Luther’s doubt and despair over his inability to please God according to the nominalism, a medieval school of thought teaching that good works through the Church would please God, continued to vex his conscience and question the true meaning of Christianity, all the more fueled by his study of scripture in its original language. Luther’s indignation at the dogmas ruling over Christianity not the Gospels alone in its original text resulted in the famous 95 Theses opposing the Church’s sale of indulgences on a variety of grounds nailed to the door of All Saints’ Church in Withenberg, which ignited embers of the Reformation especially against Church of Rome. Surely, that the papacy was secular, not divinely appointed was to infuriate the Church and excommunicate him. Notwithstanding the mortal threats from his foes, Luther was a man of convictions and successfully led the Reformation movement with a group of his followers. Be he ever imperfect, Luther was also a generous and kind man who cared for orphans and the sick even by lodging them in his house. Furthermore, Luther helped a group of nuns escape from a convent in 1523 during the Reformation and married Katharina von Bora, one of the escaped nuns without home and family whom Luther affectionately called, “My lord.”

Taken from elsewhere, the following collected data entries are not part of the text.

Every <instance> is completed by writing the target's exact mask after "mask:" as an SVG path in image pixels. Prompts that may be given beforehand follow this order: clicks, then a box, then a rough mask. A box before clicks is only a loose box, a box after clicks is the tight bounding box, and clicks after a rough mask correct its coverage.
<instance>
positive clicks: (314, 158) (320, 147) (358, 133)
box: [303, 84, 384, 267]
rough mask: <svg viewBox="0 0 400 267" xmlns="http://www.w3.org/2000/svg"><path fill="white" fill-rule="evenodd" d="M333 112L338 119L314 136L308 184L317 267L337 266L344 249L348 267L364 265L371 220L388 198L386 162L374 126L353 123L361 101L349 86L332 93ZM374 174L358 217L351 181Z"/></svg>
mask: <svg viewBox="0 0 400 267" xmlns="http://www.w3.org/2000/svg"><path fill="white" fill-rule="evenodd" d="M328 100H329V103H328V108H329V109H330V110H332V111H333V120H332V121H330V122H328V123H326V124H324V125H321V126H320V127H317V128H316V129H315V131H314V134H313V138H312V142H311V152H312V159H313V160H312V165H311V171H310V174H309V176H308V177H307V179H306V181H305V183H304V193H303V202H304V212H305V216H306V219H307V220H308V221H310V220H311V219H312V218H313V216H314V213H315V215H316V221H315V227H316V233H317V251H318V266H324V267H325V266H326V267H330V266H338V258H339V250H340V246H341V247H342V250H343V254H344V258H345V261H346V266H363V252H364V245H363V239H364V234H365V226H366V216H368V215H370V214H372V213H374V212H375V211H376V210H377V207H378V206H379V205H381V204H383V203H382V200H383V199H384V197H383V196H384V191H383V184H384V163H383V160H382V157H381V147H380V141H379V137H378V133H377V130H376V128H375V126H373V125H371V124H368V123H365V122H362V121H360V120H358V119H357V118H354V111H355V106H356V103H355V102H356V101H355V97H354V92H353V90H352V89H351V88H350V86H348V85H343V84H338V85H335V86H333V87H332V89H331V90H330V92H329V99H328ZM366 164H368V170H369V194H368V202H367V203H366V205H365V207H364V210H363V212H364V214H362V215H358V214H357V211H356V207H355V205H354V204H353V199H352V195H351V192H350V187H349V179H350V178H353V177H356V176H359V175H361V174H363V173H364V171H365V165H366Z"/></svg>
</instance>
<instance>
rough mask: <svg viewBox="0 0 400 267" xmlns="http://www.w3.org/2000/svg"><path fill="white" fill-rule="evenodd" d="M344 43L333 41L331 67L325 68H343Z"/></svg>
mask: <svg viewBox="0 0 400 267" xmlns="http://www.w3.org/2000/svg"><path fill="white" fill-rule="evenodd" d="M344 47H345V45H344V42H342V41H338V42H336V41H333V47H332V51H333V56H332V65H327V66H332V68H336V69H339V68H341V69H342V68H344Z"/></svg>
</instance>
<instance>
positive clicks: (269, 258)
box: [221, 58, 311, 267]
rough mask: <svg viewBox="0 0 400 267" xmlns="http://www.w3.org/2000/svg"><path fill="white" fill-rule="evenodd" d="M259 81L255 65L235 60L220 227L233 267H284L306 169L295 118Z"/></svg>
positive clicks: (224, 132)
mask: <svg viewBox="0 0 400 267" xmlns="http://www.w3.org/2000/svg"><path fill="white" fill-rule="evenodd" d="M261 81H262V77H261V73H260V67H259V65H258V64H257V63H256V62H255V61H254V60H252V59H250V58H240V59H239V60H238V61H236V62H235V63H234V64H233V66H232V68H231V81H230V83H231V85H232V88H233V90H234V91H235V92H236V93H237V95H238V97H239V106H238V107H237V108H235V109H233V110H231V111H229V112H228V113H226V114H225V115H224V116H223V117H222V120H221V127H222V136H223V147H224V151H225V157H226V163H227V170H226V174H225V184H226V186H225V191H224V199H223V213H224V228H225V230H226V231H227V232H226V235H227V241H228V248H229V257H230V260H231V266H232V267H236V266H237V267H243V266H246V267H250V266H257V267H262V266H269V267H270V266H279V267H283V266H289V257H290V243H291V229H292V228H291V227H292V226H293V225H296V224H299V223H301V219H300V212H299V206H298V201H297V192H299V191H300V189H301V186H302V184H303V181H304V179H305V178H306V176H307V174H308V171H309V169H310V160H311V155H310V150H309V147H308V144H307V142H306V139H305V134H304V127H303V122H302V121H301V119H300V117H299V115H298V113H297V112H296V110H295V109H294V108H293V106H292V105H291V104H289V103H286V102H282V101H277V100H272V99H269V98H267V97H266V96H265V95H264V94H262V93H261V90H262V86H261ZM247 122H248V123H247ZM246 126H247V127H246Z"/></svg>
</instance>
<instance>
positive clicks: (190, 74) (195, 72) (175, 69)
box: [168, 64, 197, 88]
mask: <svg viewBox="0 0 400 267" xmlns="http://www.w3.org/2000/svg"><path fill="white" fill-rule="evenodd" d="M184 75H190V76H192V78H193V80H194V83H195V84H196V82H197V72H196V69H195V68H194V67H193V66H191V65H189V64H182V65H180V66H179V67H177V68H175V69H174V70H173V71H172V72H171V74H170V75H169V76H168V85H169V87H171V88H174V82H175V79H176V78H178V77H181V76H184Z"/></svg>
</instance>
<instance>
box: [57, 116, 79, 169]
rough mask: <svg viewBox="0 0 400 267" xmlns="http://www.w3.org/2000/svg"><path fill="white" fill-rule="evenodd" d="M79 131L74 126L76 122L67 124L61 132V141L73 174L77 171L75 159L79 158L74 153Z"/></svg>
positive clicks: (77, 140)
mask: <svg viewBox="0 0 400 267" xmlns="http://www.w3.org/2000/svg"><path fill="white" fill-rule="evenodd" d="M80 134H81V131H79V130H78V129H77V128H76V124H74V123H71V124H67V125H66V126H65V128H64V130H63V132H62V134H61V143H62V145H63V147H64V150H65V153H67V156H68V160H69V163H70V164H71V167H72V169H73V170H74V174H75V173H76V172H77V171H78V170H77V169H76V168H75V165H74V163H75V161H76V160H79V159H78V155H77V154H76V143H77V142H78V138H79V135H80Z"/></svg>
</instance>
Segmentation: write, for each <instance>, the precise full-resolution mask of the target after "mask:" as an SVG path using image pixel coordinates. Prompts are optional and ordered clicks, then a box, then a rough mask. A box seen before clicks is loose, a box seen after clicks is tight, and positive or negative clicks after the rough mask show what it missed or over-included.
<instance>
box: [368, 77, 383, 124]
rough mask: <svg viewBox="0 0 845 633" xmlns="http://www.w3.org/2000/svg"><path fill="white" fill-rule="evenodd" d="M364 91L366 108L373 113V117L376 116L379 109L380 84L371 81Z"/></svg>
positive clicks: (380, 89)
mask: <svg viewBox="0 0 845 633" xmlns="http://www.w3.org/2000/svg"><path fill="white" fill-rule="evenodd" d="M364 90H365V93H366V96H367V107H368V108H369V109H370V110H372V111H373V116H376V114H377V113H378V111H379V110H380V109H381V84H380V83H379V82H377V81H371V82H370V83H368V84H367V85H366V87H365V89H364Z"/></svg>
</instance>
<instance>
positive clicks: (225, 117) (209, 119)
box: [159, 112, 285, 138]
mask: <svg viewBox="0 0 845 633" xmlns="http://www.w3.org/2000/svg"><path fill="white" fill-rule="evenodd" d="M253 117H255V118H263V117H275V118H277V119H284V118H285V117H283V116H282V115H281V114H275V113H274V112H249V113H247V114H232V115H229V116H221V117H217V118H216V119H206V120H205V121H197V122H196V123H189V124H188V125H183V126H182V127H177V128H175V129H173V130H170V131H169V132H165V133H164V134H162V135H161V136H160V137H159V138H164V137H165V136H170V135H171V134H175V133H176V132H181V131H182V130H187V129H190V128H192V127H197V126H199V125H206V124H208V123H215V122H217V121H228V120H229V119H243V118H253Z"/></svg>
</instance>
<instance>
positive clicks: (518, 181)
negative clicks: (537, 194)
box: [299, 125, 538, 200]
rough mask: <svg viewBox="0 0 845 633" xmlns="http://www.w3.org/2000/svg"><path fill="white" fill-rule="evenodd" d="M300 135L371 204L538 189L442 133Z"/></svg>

In the eyes of Rome, Luther might be an infidel heretic to be condemned in the Sixth Circle of Inferno, but he was more of humanistic thinker, a pioneer educator putting his ideas into actions to upend the fallacies of the ecclesiastical bureaucracy and its practices under the pretext of redemption of fallen souls and blessing of celestial graces through the Church that had already become corrupt with the cardinal sins. What distinguishes Luther from other religious leaders is his role as a public activist, advocating church reform based on Christian freedom and the message of the Gospel in scripture without resorting to the use of violence because it was not of Christian conduct. He worked on the vernacular bible based on Erasmus’s recent edition of the New Testament in its original Greek by transcribing into German word by word without the use of commentaries in order that his translation would be accessible to the public and convey the contexts as truthfully as possible to the original. Also, Luther encouraged medieval German’s history of folk hymns in the vernacular during mass by rewriting the hymns himself, one of which was famed “A mighty fortress is our God.”

To encapsulate, the achievements of Luther that have influenced our modern way of thinking appertain to education of minds of people on the ground of individualism which are: (1) examination of each Christian’s conscience; (2) the sufficiency of scripture alone as the bedrock of Protestant church tenets; (3) building a direct relationship to God through only Christ, not through a priest; (4) active participation of laypersons in church worship; (5) emphasis on grace, forgiveness, and salvation by faith alone; and (6) the use of hymns in the vernacular for the mass. Had it not been for Luther’s pyrrhic vanguard of the Reformation movement, Europe would have still remained in the medieval mode of thinking and living.